Zylog had declared dividend on its shares, which was approved at its annual general meeting held on September 25, 2012. In relation to this declaration, Zylog failed to deposit the amount of the dividend in a separate account within five days of its declaration, as mandated by section 205(1A) of the Companies Act, 1956 (with section 123(4) of the Companies Act, 2013 prescribing a similar requirement). Further, Zylog did not disburse the dividend within 30 days of declaration in contravention of section 207 of the Companies Act (that corresponds with section 127 of the Companies Act, 2013).
A violation of section 205 of the Companies Act, 1956 will result in the company and every officer of the company who is in default being punished with a fine for every day during which the failure continues. Separately, contravening section 207 of the Companies Act, 1956 attracts a punishment of imprisonment of up to three years and fine for every director of the company who is knowingly a party to the default, and the company will be liable to pay interest on the amount.
SEBI had issued show cause notices to all the individuals who were directors of the Zylog on the date of declaration of dividend. Two independent directors of Zylog, Mr. S. Rajagopal and Mr. V.K. Ramani responded to the show cause notices stating that they were not associated with the day to day operations of Zylog, and that the default occurred without their knowledge and consent. Mr. Rajagopal stated that he was unaware of the default until it was brought to his notice by a certificate furnished by the company secretary and managing director. Mr. Rajagopal, who was also the chairperson of Zylog's audit committee, submitted minutes of the audit committee dated November 14, 2012 in his defence, which recorded that the audit committee looks seriously upon such defaults and the matter needs to be brought up before Zylog's board with a direction to make all statutory payments.
Mr. Ramani contended that he came to know of the default at the board meeting dated November 14, 2012. Both Mr. Rajagopal and Mr. Ramani placed reliance on the minutes of this board meeting, where it was recorded that defaults had been committed and Mr. Rajagopal desired that steps be taken to remedy such defaults. Also, observations were made regarding the non-payment of certain dues (apart from the unpaid dividend) such as provident fund contribution.
Based on the above minutes, both Mr. Rajagopal and Mr. Ramani contended that they acted promptly and diligently. Also, both resigned from the board of directors within two months of the abovementioned board meeting.
SEBI’s whole-time member noted that independent directors have a very important role to play in both protecting the minority shareholders and guiding the management of companies. Further, it was observed that independent directors also should ensure that the company operates in compliance with applicable laws. With respect to the matter of Zylog, he went on to say that Mr. Rajagopal and Mr. Ramani took strong stands to convince the board to comply with its statutory obligations and, with Zylog failing to do so, they resigned from the board of the directors.

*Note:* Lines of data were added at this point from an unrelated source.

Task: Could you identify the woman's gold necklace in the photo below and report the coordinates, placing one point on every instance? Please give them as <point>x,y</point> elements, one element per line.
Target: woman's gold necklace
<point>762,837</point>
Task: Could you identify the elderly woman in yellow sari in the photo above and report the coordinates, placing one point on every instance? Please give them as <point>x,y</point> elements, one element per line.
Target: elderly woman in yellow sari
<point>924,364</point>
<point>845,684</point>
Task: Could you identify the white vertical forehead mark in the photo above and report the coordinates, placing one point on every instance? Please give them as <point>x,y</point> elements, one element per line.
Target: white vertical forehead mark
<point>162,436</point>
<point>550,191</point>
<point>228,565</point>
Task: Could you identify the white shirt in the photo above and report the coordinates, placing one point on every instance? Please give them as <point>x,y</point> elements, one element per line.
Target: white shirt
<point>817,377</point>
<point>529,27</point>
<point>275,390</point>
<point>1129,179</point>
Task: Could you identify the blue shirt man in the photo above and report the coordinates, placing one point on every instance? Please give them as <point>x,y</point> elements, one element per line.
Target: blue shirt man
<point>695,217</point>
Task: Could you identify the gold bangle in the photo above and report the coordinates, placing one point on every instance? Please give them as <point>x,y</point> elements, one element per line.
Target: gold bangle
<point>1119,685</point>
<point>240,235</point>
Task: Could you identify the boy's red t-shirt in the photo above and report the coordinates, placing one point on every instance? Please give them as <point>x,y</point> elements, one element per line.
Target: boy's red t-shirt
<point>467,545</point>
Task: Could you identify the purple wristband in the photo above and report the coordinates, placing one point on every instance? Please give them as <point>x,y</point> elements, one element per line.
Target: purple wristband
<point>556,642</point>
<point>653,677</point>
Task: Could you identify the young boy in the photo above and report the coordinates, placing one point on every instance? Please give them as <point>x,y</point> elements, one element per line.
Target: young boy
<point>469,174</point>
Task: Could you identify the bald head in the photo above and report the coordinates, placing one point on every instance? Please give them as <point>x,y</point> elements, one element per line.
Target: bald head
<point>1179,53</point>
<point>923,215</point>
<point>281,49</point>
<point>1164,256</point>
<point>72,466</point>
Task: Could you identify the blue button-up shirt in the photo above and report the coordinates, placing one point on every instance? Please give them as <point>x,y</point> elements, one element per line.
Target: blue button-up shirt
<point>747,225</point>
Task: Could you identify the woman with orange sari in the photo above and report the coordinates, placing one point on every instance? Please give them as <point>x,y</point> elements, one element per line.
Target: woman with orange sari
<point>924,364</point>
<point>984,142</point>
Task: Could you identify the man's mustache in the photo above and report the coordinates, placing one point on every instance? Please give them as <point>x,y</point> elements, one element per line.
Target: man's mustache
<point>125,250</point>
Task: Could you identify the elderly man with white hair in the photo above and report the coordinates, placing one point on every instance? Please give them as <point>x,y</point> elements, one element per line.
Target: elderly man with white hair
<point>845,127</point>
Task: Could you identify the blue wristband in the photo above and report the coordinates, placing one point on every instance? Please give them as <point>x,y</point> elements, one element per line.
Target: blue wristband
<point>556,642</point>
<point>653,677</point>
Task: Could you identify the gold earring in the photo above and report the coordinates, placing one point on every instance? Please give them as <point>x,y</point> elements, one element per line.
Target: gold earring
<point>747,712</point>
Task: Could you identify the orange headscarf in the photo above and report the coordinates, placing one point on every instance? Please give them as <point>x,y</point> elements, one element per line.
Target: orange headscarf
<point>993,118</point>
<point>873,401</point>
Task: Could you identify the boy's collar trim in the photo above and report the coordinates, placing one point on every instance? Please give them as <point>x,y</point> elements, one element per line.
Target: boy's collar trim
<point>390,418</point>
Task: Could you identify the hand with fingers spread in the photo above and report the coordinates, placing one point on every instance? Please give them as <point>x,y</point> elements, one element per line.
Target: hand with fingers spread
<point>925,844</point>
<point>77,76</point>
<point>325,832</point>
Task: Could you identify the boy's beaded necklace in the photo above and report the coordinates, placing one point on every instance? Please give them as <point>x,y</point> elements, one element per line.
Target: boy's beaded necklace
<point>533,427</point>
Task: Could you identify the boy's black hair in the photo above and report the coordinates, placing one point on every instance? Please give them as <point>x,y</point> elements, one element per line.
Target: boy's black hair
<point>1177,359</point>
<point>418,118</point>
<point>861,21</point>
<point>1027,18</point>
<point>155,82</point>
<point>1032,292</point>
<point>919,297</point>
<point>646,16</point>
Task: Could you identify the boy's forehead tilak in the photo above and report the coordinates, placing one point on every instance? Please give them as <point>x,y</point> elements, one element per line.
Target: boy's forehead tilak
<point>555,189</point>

Seeing that Mr. Rajagopal and Mr. Ramani were not in charge of the day to day operations of Zylog, and discharged their duties as independent directors by using their best efforts, it was held that there was no need for action against them.
From this case, it may be noted that for directors to protect themselves from punitive action for acts of the company, they should inter alia always ensure that the objections raised by them are duly recorded in the minutes. To accomplish this, the directors should exercise their right to comment on the draft minutes which have been circulated to them. Further, caution should be exercised to ensure that the directors provide their comments on the draft minutes within the stipulated period of within seven days of circulation. This is because if the comments are given subsequent to such period, their consideration will be at the discretion of the chairman of the board. If the directors fail to provide any comments on the draft minutes, then they are deemed to be approved by such directors. Hence, directors, whether nominees, independent, or otherwise, should be very vigilant in order to limit their individual exposure to regulatory action.